Our chair was missing two brass leg stoppers, so faux versions were made by masking the areas at the base of the legs, spraying the colour onto the chair and then applying gold gilding wax
First prepare the chair. If it has never been painted before or is a very bright colour, use a primer first. Wash the surface of the chair thoroughly, leave to dry and apply the base coat. Allow to dry over night and then apply the top colour. Again leave for twenty four hours and follow the manufacturer’s instructions for a perfect result.
Make a paper template to fit the seat of your chair and use it to cut a piece of foam; the depth of the foam is your choice. Position and pin the template onto a piece of folded fabric with the straight edge facing towards you and 3cm away from the fold; this measurement is half the depth of the foam pad, (which in this case was 6cm in total). Draw a 1.5cm seam allowance onto the fabric around the curve of the template and cut out. Make a strip of fabric the depth of the foam pad plus 3cm, and the measurement of the curved edge of the template plus 3cm. The 3cm added to both these measurements allows for two 1.5cm seam allowances.
Mark a clip into the seam allowance at the centre of the curved edges and in the middle of the strip on both sides of the long edges. Make 1.5cm cuts into the seam allowances at the point of each corner on the straight edge of the template. Remove the template, open out the fabric and with the right sides of the material facing, pin and stitch the two strip edges to the ends of the centre front section of the larger piece; sewing in between the 1.5cm cuts.
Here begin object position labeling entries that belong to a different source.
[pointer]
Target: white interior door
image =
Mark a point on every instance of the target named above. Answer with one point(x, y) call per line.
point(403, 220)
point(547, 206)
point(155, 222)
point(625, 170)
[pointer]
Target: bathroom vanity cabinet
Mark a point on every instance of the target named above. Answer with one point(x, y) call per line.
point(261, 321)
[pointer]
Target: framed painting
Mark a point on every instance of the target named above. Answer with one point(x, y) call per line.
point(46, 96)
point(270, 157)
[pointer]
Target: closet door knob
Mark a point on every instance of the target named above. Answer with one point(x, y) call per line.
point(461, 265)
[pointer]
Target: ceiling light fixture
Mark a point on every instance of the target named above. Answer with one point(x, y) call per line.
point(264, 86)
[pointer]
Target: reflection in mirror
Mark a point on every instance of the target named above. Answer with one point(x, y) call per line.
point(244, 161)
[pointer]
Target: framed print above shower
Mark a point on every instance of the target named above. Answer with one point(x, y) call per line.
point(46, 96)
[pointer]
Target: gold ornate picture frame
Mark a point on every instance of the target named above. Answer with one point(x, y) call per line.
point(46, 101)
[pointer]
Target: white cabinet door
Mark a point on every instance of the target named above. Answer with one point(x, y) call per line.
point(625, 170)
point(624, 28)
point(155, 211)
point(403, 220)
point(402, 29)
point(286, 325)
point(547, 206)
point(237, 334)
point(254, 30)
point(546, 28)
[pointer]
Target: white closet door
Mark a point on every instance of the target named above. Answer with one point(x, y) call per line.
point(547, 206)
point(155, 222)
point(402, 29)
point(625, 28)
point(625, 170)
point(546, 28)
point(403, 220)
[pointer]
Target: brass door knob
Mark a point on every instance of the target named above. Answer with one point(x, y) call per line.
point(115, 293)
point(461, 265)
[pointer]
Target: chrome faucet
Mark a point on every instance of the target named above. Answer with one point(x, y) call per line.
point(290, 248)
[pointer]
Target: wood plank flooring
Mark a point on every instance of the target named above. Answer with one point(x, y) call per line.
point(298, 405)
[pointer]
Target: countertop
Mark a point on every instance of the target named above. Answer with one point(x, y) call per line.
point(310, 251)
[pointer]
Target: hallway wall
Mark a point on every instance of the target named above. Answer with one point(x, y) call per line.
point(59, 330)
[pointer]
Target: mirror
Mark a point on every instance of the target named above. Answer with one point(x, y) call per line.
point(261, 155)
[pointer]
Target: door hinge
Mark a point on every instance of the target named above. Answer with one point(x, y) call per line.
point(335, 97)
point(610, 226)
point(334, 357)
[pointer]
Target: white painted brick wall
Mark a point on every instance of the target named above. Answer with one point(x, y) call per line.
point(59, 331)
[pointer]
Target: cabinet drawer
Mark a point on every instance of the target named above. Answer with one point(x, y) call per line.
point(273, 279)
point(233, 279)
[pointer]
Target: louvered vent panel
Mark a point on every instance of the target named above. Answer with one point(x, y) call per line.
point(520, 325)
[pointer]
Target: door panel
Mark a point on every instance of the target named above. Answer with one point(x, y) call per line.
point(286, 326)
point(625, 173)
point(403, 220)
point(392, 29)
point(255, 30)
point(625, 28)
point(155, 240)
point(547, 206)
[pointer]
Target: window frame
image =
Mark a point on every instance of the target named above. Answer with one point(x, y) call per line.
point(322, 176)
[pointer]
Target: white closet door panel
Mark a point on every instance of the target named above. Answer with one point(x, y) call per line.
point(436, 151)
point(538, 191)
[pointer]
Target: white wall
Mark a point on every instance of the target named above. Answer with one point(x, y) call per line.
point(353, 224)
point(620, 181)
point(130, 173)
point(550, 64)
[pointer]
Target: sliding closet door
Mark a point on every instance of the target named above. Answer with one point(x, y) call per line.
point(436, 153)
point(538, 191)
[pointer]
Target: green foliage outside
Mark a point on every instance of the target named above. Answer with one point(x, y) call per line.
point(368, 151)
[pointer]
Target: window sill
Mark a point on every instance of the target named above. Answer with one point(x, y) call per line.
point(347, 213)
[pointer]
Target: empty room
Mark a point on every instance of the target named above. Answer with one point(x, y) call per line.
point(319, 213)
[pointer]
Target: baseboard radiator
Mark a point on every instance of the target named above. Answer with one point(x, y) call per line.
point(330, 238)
Stitch one of the curved edges to one side of the strip. Make cuts into the seam allowance of the strip, this will enable it to stretch around the curve. Match the centre notches together, pin and sew from the corner points on the front edges and around the curve.
Measure the length of the zip and deduct 2.5cm from the total; halve this calculation. Make a cut mark from the centre notch of both the strip and the curved edge. Match these new notches and pin together the strip and the larger piece. Stitch from the corners of the front sections as far as the notches on both sides; this leaves the opening for the zip.
Sew the concealed zip into the opening using a zipper foot. With the right sides of the fabric strip facing, place the opened zip face down, matching the top of the zip to one end of the side seams and position the teeth to the 1.5cm seam allowance. Pin in place. If you are stitching with a normal zipper foot you will need to uncurl the teeth with your fingertips as you are stitching. It is impossible to stitch to the end of a concealed zip so leave 2.5cm of the zip base un-stitched. Stitch the other side of the zip in place.
Pin the zip around the curved edge of the cover again positioning it onto the 1.5cm seam allowance and pin, ensuring the centre notches are still in line, then stitch in place. Carefully thread the zip pull through to the right side, and turn the cover to the right side and press. Place the foam in place and close the zip.